Alle attività per così dire “ordinarie” si accompagnano misure straordinarie: durante i recenti attentati ad Ankara ed Istanbul, per esempio, i social media sono stati bloccati: la ragione ufficiale risiede nel tentativo di impedire la condivisione di immagini di morti e feriti. Ma se è così facile bloccare l’accesso ai social media ad utenti e cittadini, chi vigila che ciò non accada anche in altre situazioni e che questo strumento non venga abusato dal potere? Twitter, Facebook, YouTube a chi rispondono?
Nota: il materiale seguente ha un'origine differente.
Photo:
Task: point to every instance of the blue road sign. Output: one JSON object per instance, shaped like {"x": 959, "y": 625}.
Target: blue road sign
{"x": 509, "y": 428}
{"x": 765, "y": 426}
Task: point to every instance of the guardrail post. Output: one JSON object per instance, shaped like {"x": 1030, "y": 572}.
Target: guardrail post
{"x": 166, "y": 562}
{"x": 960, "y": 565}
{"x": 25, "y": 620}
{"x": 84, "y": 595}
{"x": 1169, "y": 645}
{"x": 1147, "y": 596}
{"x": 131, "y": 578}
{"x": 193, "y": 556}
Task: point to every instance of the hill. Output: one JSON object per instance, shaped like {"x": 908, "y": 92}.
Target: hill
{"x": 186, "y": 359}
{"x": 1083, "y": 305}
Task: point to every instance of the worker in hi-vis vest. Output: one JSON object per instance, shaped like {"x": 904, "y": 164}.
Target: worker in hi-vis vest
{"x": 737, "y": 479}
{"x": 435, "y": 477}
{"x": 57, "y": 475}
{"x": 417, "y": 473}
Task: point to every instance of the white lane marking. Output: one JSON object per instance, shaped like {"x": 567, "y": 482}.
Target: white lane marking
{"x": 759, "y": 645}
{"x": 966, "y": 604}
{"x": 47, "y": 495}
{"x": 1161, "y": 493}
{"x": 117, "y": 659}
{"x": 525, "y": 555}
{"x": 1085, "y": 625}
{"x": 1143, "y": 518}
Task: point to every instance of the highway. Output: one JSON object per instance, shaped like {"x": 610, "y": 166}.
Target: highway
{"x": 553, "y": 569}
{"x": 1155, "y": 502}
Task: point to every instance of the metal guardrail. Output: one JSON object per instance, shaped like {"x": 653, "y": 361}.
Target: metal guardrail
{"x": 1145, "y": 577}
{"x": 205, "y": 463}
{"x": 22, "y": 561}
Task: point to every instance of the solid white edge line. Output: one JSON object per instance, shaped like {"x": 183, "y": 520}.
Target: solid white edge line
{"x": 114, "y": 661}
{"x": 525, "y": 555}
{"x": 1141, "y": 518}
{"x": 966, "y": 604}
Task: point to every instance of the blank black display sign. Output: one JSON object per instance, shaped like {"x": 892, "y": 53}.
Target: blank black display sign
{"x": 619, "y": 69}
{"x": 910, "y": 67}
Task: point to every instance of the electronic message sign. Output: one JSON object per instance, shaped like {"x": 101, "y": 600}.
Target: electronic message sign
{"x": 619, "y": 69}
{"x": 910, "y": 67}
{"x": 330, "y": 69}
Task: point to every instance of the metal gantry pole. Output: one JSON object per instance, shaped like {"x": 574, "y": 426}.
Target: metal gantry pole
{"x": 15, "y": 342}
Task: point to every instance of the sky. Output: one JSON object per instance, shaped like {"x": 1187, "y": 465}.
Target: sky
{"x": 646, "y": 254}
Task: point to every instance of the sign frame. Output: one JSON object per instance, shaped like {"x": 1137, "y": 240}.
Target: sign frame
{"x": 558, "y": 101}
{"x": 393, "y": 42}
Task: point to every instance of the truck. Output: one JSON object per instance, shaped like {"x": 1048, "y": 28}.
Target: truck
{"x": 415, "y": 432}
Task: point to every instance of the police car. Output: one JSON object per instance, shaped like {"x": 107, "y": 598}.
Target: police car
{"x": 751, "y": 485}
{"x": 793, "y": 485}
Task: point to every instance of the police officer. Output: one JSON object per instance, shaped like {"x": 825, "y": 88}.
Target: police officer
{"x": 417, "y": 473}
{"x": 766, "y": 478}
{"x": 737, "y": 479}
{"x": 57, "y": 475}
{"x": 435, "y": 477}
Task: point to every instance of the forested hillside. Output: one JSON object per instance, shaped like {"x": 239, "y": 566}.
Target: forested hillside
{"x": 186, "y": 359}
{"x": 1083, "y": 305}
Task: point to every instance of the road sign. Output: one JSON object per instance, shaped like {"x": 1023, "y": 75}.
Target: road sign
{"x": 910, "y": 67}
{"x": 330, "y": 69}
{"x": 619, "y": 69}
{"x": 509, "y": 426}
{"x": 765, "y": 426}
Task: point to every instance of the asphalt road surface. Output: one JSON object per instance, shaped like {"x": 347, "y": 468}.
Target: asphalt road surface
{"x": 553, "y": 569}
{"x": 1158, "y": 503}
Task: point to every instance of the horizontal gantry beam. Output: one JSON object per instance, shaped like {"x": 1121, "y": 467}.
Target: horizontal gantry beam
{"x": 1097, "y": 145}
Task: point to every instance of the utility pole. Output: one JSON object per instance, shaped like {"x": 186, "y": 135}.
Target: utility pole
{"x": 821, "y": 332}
In base a cosa decidono se eliminare i contenuti oppure no?

L’avvocato Guido Scorza, in un articolo pubblicato sul Fatto Quotidiano ormai un anno fa, vede una sola soluzione: costituzionalizzare la libertà di internet “allo scopo di scongiurare, per sempre, il rischio che una legge possa prevedere blocchi come quello ordinato dal Premier turco in danno di Twitter o che sia un’Autorità, per di più non giurisdizionale, ad adottare un simile ordine.” Tuttavia la formulazione stessa della proposta di Scorza evidenzia alcuni problemi che ricorrono nel dibattito politico italiano, a partire dalla difficoltà di definire con chiarezza l’oggetto di questa garanzia.

cloud diritti internet
Cloud delle parole più utilizzate nella Dichiarazione dei diritti in Internet

Sicuro, in conclusione, non dobbiamo cadere nell’errore di considerare l’esempio turco come lontano da noi. Formalmente, non vi è nulla che impedisca che lo stesso accada anche in Italia e, nel concreto, non mancano gli esempi, di varia natura, che mostrano come basti una parola scritta nel luogo sbagliato e nel momento sbagliato per subire provvedimenti del genere. Un caso tra gli altri è quello del giornalista Carlo Gubitosa che, con una lunga lettera consegnata a Popoff quotidiano, spiega perché ha deciso di cancellare il proprio profilo Facebook. La scelta, netta e ben spiegata, è stata conseguenza del blocco per tre giorni del profilo di Gubitosa la cui colpa è stata segnalare un commento di un utente che faceva apologia del neofascismo. Il risultato è stato, appunto, un blocco di tre giorni dell’accesso all’account, della possibilità di inviare messaggi privati, di recuperare tutti i contenuti precedentemente pubblicati sul proprio profilo.

Senza entrare poi nel merito della vicenda, colpisce la facilità con il quale da un giorno all’altro la nostra intera vita social e digitale può essere sospesa, forse perché non siamo troppo consapevoli che non ne siamo fino in fondo proprietari. Siamo abituati sì a sentirci liberi, cittadini, tutelati, ma oggi, come osserva Evgeny Morozov sul Guardian, ci troviamo in una situazione nella quale una profonda crisi di legittimazione politica ha portato Stati e governi a demandare ai colossi di Internet sempre più responsabilità di problem-solving, dal  welfare alla lotta al terrorismo (nello stesso periodo considerato in precedenza, Twitter ha autonomamente cancellato circa 125mila account associati allo Stato Islamico). Se gli Stati, che dovrebbero tutelare le libertà dei cittadini, si affidano ai vari Google, Twitter, Facebook e i vari Google, Twitter e Facebook subiscono le pressioni degli Stati diventando le braccia operative della censura, dove resta lo spazio di libertà del cittadino? Non si sta facendo troppo sottile quell’intersezione tra ciò che è concesso dai governi e quanto è permesso dai colossi del web? Possiamo chiamarla libertà?